El indio se dio vuelta, para ver qué lo había chocado a la altura de la espalda baja. Y se encontró con el galgo, que miraba a su prima por debajo del brazo derecho del indio, que tenía la misma circunferencia que el torso completo del galgo. El indio flexiono las piernas para quedar a la altura del galgo, y le hablo al odio. Viste, en el boliche no se escucha una mierda. El galgo también movía los labios y gesticulaba con una mano, y el indio empezó a mecer la cabeza en señal de desaprobación. Nosotros observábamos la imagen desde la barra, a dos metros de ellos. Yo asustado mire a Claudia, que seguía con la cabeza apuntando al piso, pero miraba a lo que se veía del leo de refilón, con atención. Luego de unos minutos en los que no sabíamos si íbamos a revolear trompadas o a hacer una ronda para que bailen adentro el galgo y la correntina, el indio volvió a sus dos metros de altura y giro para bailar con su prima. El galgo se nos acercó claramente fastidiado.

Maldijo al indio en todos los idiomas, ahí nos contó que la prima tenia dieciséis años. Y que la tía del Indio se la había mandado para que la cuide, y ver si se “a climatizaba” a la ciudad, así una vez que termine la escuela, poder estudiar acá en Rosario.

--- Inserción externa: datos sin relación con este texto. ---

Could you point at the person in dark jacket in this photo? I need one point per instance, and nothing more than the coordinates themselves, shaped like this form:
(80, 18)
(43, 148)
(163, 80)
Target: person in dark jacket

Bueno galgo, me acuerdo que le dije, mejor. Capaz que la piba se acomoda y en un año, más tardar dos ya se instala a vivir acá. Seguro se aclimata, si esta ciudad es hermosa, le dije para calmarlo.

El notó mi manejo de los tiempos, esos propios de un arquero. Y me dijo que estaba enamorado. Que quería acercarse a ella. Me impacto lo que me dijo, porque él no era un tipo de esos que piropean y hablan de “La” mina. Sin embargo dejo claro que había recibido un flechazo. Pero que el indio le había prohibido hacerlo, que la tía le había dicho al indio que la prima no se meta en problemas. Y que a cambio de devolverle a la hija sana y salva, ella lo iba a beneficiar.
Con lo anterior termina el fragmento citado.